Having just used the phrase ‘every man jack of them’, I wondered where on earth that expression sprung from.  Does it even occur in US usage?  I’ve lived here 30 years, and I still find myself wondering whether I am likely to be understood by a native…

Posted: 11 April 2007 06:15 PM   [ Ignore ]   [ # 1 ]
Total Posts:  1544
Joined  2007-03-21

Last time we discussed this

Posted: 11 April 2007 07:25 PM   [ Ignore ]   [ # 2 ]
Total Posts:  3333
Joined  2007-01-31

OTOH, Brewer is not very trustworthy and the OED draws no connection to “every chone”; it does not record the existence of “every-john” and it cites “every man John” a few decades later than “every man Jack”.

The OED compares the phrase to the obsolete use of “jack” as a common noun meaning “a man of the common people; a lad, fellow, chap; esp. a low-bred or ill-mannered fellow, a ‘knave’.”

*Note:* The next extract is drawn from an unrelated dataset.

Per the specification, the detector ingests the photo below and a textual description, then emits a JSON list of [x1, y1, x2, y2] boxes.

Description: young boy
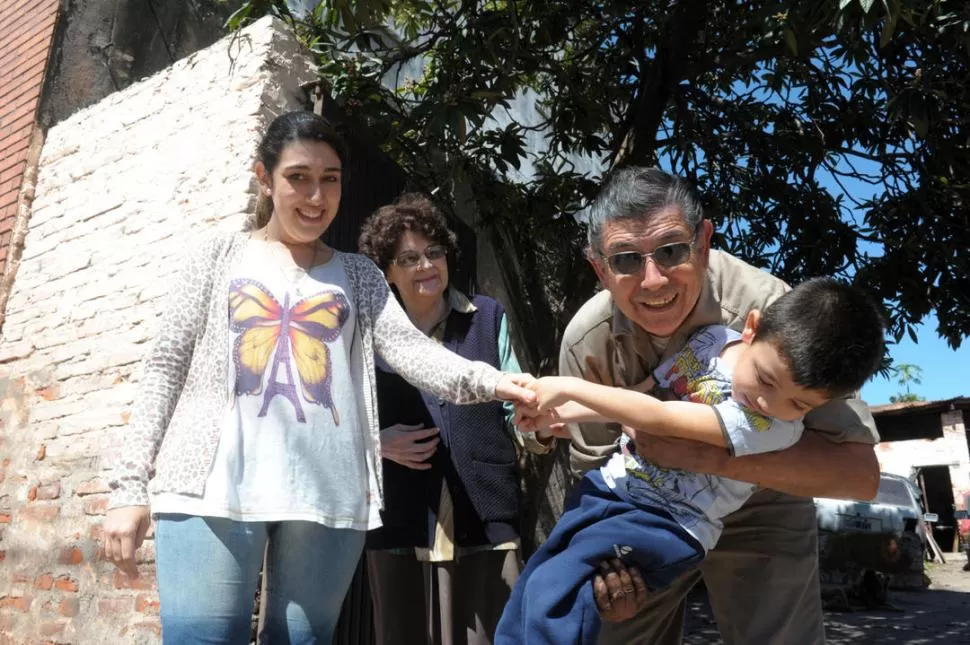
[[495, 278, 886, 645]]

Not very common in the US; I think of it as a Britishism.

[ Edited: 11 April 2007 07:29 PM by Dr. Techie ]
Posted: 12 April 2007 04:37 AM   [ Ignore ]   [ # 3 ]
Total Posts:  4214
Joined  2007-01-29

First OED cite:

1807 in Catal. Prints: Polit. & Personal Satires (Brit. Mus.) (1935-54) VIII. 601 May I never weigh anchor again—If I don’t upset every Man-Jack of you.

Cf. the comparable use of plain jack:

1548 UDALL Erasm. Par. Luke vi. 65 A common poyncte of pleasure doyng, that euery iacke vseth.

The Brewer explanation sounds to me completely implausible.